"We've been bar-coding medications since 2003 and this was the next logical step in enhancing our process for administering intravenous medications safely," recalls Tina Suess, R.N., Cerner Bridge system administrator for Lancaster General Health, the delivery system anchored by the 638-bed hospital.
Cerner Bridge is the name of the point-of-care bar code medication administration software from Cerner Corp. that the hospital uses. The Cerner Classic pharmacy information system at the facility provides medication order information to Cerner Bridge, making bar-coded validation possible at the bedside.
The hospital implemented approximately 1,100 Hospira Plum A+ smart pumps embedded with MedNet programming software, both from Lake Forest, Ill.-based Hospira Inc. MedNet provides decision support, checking medications within a pump's drug library and alerting a clinician when pump programming is outside the dose limits.
Hospira and Kansas City, Mo.-based Cerner had previously partnered to link other pumps and systems, and now wanted to integrate the MedNet and the Bridge software to better support automated programming of the pumps.
Taking out manual steps to program pumps, while using bar code technology to verify the medication order, dose, rate and patient can significantly reduce the chance of medication error. By automatically populating the correct drug, concentration, weight and dose/rate from the pharmacy and bar-coded medication administration systems, the number of steps to program a pump has been reduced from 17 with a manual process to seven with auto-programming, says Amanda Prusch, PharmD, medication safety pharmacist at Lancaster General Health.
Early Benefits
Following preparations and extensive testing in 2006-2007, the hospital piloted intravenous interoperability in a single nursing unit in July 2008. By January 2010, 18 units with 294 beds were live, out of about 544 total eligible beds.
Benefits of the integration effort soon showed. Auto programming supported with bar code technology is generating a large amount of electronic data on patients, clinicians, drugs and warnings to analyze for quality improvement. And analysis of the data is exposing data and pump programming practices that previously were concealed within the technology or by a lack of end-user awareness.
A time-and-motion study that compared auto and manual programming processes revealed a 24 percent reduction in the time it took nurses to administer an IV medication.
But what was really eye opening about the study was evidence of the drug library not being appropriately used, as demonstrated by nurses selecting the wrong drug from the medication library, entering the patient's weight as a rate, or entering the wrong volume during manual processes, Suess says. "That was when we knew auto-programming was going to be worth it."
And there was a lot of work for two years before go-live because Lancaster General was the first to link the pumps' MedNet software with the Bridge medication administration system. "As pioneers, we had no blueprint to follow," Prusch says.
Smoothing the Bumps
Lancaster General faced a number of challenges as the integration initiative moved forward. The vendors did all the coding work to integrate the systems. But hospital personnel had to build the medication libraries and develop new processes and workflows for moving from manual to automated programming of infusion pumps. "There was a tremendous amount of testing that we did," Suess says. "Involving end-users in testing permitted us to validate software to not negatively impair the nurse's care at the bedside."

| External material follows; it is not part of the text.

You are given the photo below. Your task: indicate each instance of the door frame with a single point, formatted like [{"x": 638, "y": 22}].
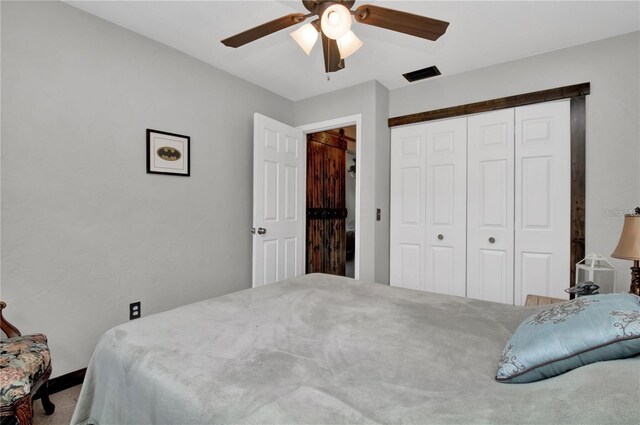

Among the workflow changes, the pharmacists now validate infusion rate changes, which offer a second verification of the rate in addition to the nurses on the floor. Further, auto-programming can not only trigger alerts if mistakes are made and require a response by the nurse, but also can force nurses to administer medications in a standardized, task-limited workflow.
Prior to auto-programming, a nurse could administer three IVs at a time, which could result in mixed lines. Now, nurses have to scan the patient wristband, medication bag and pump, then start the infusion, and repeat the process for each subsequent infusion.
Another obstacle was inconsistent connectivity and coverage with the hospital's existing wireless network once all those new wireless pumps started coming on line. For instance, pumps often are placed on the window side of a room while the medication cart is on the door side. So, the hospital had to add wireless access points along the inside edges of the facility.
But the most time-intensive job was bar coding 1,100 pumps, Prusch says. The hospital partnered with Medi-Dose Group in Ivyland, Pa., to develop a durable bar code to withstand environmental wear and tear such as frequent cleanings. And each pump needed two unique bar codes-a total of 2,200 codes. That's because each pump can infuse two drugs at the same time with each drug having its own "channel."
The channel is what is programmed to infuse the drug at a particular rate and each channel has its own unique identifier. By scanning the unique channel bar code, the Cerner Bridge software can populate the specific medication infusion details to the correct channel on the pump. The nurse then can validate the programming and manually start the pump to infuse.
Auto programming at Lancaster General has become an additional layer in improving the administration of intravenous medications, Prusch says. Adds Suess: "We're constantly learning, re-looking and modifying."